Further, Bernstein says, animal activists purposely exaggerate Harry’s sins—they also describe brass-spike mother as having barbed points when she had only blunt knobs. Critics make it sound as if Harry had put every monkey in his lab into isolation, when it was only a carefully small number. Animal rights organizations give no credit to how seriously he took the welfare of his own animals. Duane Rumbaugh recalls that Harry thought the NIH cage-size requirements for adult monkeys were too small and built cages larger than required by the federal government.
Steve Suomi points out: “At the time that Harry was doing his mother love studies, the standard for housing primates in captivity, be it in labs or zoos, was individual housing, in other words, partial social isolati
on, until Harry showed how devastating it really was. And it took a long time in some places—actually, most of NIH prior to my move there—before those standards were changed, usually over the strong protests of the veterinarians responsible for taking care of the captive monkeys and apes.”
Harry’s experiments—and his vivid descriptions of them—may have invited his critics to take on what he did. Still, there’s no doubt that some of their complaints are built on revisionist history. We may wish that the researchers of the mid-twentieth century shared our social consciousness. But the ethical questions that we raise about Harry Harlow’s research designs are ethical questions that occurred later. For much of his career—barring the last isolation and depression studies—Harry was squarely in the mainstream of how scientists regarded research animals.

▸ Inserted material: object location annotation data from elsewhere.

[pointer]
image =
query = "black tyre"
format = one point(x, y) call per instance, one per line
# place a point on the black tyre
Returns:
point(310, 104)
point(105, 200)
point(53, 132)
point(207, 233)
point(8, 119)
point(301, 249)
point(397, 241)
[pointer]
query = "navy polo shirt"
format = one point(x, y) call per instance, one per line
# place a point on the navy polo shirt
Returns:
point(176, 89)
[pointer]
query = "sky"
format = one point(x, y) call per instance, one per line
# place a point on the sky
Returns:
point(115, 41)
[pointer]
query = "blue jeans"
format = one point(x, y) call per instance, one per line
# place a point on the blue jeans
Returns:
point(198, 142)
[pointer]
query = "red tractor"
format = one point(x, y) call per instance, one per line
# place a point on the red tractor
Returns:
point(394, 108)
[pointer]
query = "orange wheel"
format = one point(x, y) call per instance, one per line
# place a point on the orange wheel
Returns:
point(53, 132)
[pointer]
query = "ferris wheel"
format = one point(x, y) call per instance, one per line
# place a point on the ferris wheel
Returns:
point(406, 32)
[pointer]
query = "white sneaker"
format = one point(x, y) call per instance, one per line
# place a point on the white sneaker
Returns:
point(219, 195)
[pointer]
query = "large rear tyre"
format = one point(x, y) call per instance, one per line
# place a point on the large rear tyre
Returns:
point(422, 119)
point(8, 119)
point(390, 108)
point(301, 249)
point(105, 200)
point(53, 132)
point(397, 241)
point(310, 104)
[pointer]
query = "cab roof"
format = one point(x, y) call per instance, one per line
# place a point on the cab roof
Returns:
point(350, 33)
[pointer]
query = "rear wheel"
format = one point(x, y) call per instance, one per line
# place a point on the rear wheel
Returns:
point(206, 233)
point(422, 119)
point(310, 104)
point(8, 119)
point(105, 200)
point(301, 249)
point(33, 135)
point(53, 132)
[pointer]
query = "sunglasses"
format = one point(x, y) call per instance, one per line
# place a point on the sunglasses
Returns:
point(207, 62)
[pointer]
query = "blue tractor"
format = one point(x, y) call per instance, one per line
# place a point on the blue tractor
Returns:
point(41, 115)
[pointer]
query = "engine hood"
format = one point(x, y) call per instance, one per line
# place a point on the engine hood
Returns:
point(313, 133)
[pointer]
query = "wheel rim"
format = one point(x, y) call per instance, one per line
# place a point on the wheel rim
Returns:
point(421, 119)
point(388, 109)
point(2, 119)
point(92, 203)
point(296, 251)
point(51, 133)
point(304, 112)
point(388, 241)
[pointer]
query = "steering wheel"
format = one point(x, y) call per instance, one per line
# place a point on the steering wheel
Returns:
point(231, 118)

It’s worth considering the exceptions, perhaps because it’s too easy to gloss over moral issues by simply consigning them to history. The extremes of the Harlow lab did trouble people, even at the time. Psychology professor Kim Wallen, at Emory University, was a graduate student at Wisconsin in Harry’s final years. Although Wallen didn’t study under Harlow, he recalls the rippling sense of unease that the later work produced. “The view among other researchers was that you didn’t need to put a monkey in a pit of despair to socially damage him. And yet as long as NIH funded the research, there was very little you could do. And maybe more than that, I don’t think the ethical issues were generally raised or seen as a general concern in the 1970s. That just wasn’t the case.”